LSU has a vibrant campus, bursting with crowds of bustling students, staff and fans walking down soon-to-be burning sidewalks. I have a habit of joining these crowds as I am a walker. I walk; it’s my thing.
The mind-numbing repetitive ache of hard concrete on crappy shoes is cathartic and freeing. Sometimes, I’m listening to music, chatting on the phone or borderline brain-dead, walking a winding path.
But most of the time, I’m walking with the single-minded goal of passive observation. I play by the rules of in-sight-in-mind. Everything I see, I analyze and sometimes make a story for it as long as it’s in sight.
Basically, I people-watch, building-watch and animal-watch in the least creepy way possible.
On rare occasions, I’ll see something that makes me want to cease my incessant walking.

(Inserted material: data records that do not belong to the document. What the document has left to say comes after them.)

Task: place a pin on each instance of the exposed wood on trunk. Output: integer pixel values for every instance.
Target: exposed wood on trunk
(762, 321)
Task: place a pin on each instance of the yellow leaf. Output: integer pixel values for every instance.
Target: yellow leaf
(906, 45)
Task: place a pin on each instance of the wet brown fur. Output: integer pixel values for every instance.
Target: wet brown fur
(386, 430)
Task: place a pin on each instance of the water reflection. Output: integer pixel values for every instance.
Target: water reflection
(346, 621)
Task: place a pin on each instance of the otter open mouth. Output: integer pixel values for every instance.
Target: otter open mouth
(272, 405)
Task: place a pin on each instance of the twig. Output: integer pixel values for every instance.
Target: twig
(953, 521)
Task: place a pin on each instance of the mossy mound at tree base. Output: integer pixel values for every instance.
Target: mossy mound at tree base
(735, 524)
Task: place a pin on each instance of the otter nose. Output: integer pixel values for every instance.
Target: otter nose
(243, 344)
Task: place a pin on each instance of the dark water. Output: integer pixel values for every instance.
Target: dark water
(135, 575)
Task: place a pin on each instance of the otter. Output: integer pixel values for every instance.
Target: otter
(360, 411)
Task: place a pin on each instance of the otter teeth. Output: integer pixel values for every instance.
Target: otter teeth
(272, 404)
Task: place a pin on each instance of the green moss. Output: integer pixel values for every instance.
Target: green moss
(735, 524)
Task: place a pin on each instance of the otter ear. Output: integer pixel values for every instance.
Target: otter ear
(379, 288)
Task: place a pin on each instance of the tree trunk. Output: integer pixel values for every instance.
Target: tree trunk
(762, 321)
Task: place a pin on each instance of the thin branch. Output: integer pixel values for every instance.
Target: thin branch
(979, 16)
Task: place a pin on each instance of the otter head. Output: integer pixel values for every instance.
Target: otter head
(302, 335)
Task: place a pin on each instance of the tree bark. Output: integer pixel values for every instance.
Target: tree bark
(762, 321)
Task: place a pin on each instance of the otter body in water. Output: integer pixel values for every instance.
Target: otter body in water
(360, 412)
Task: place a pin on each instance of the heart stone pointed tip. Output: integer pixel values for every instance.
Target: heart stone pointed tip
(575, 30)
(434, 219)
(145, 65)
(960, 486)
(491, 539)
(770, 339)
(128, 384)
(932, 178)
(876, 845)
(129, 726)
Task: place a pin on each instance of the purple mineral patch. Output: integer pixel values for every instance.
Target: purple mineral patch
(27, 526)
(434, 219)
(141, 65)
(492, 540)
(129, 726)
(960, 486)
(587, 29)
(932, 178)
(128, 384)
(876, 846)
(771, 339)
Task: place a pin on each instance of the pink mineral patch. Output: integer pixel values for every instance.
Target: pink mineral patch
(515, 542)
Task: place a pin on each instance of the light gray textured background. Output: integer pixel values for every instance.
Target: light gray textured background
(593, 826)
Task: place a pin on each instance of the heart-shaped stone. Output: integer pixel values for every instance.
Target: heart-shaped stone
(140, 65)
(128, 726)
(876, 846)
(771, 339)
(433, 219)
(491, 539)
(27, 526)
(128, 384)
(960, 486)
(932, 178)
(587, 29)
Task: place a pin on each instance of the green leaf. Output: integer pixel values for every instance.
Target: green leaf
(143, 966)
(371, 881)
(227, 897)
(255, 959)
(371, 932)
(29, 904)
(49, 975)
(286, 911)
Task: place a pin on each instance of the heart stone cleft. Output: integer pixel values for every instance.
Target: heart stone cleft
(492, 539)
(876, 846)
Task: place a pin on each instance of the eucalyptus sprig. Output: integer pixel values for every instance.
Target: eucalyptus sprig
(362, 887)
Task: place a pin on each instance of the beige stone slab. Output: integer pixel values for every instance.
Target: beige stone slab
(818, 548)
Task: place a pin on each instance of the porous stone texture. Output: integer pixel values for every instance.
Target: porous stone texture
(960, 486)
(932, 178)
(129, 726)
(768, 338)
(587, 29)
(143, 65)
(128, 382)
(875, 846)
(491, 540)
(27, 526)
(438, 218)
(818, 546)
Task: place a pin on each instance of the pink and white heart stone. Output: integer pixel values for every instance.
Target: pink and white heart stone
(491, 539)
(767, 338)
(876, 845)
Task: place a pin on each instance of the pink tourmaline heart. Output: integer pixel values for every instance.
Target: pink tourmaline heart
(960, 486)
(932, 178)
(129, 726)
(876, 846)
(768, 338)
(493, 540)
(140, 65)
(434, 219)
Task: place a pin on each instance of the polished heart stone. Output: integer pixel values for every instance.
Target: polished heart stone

It could be the feeling of the bones in my feet shattering, but typically, it’s something involving a group.
On one such recent occasion, I saw the LSU Skate Club practicing at the Memorial Tower. This was not my first time seeing them do sick tricks, but it was my first time actually watching them.
I sat down, watched from a comfortable distance near Hodges Hall, and waited for boredom to set in, expecting it to be quickly. However, it was not quick.
I became enraptured by the movements, both the failures and successes, the clattering of boards and a cacophony of laughter and encouragement wrapped around my head and rooted me firmly to the ground.
I had a few basic but nevertheless important epiphanies whilst watching these skaters.
Like many others, I am extremely self-conscious. When I walk in a classroom, I put all my brain power into making sure I’m not “walking weird,” which is so incredibly dumb. Regardless, I do it every single time. Luckily, I was reminded that every dumb thing can be played off with humility and humor.
This unoriginal thought was not brought forth by Disney movies like it likely should have been, but by watching these people eat dirt and get up with a self-deprecating huff and a smile.
Every mistake is always just a step towards perfection, something we must remember in our day-to-day lives. An especially pertinent phrase to live by for students under the strain of a rigorous curriculum and seemingly impossible standards.
I’m not blind to the fact that all of these lessons and ideas have been said before, typically by people much older than my readers and me.
Nevertheless, it was refreshing and inspiring to see my peers to persevere and push back against physical discomfort and potential embarrassment in pursuit of a passion, not a job.
In times like these, there is such an emphasis on succeeding on the first try and not making a fool of yourself.
So, seeing a group of people my age pursuing a hobby not only fearlessly and joyously but ready and willing, dare I say hungry, for the discomfort that proceeds growth.
Thank you to the Skate Club for reminding me of these core principles to live by.
Garrett McEntee is a 19-year-old English sophomore from Benton.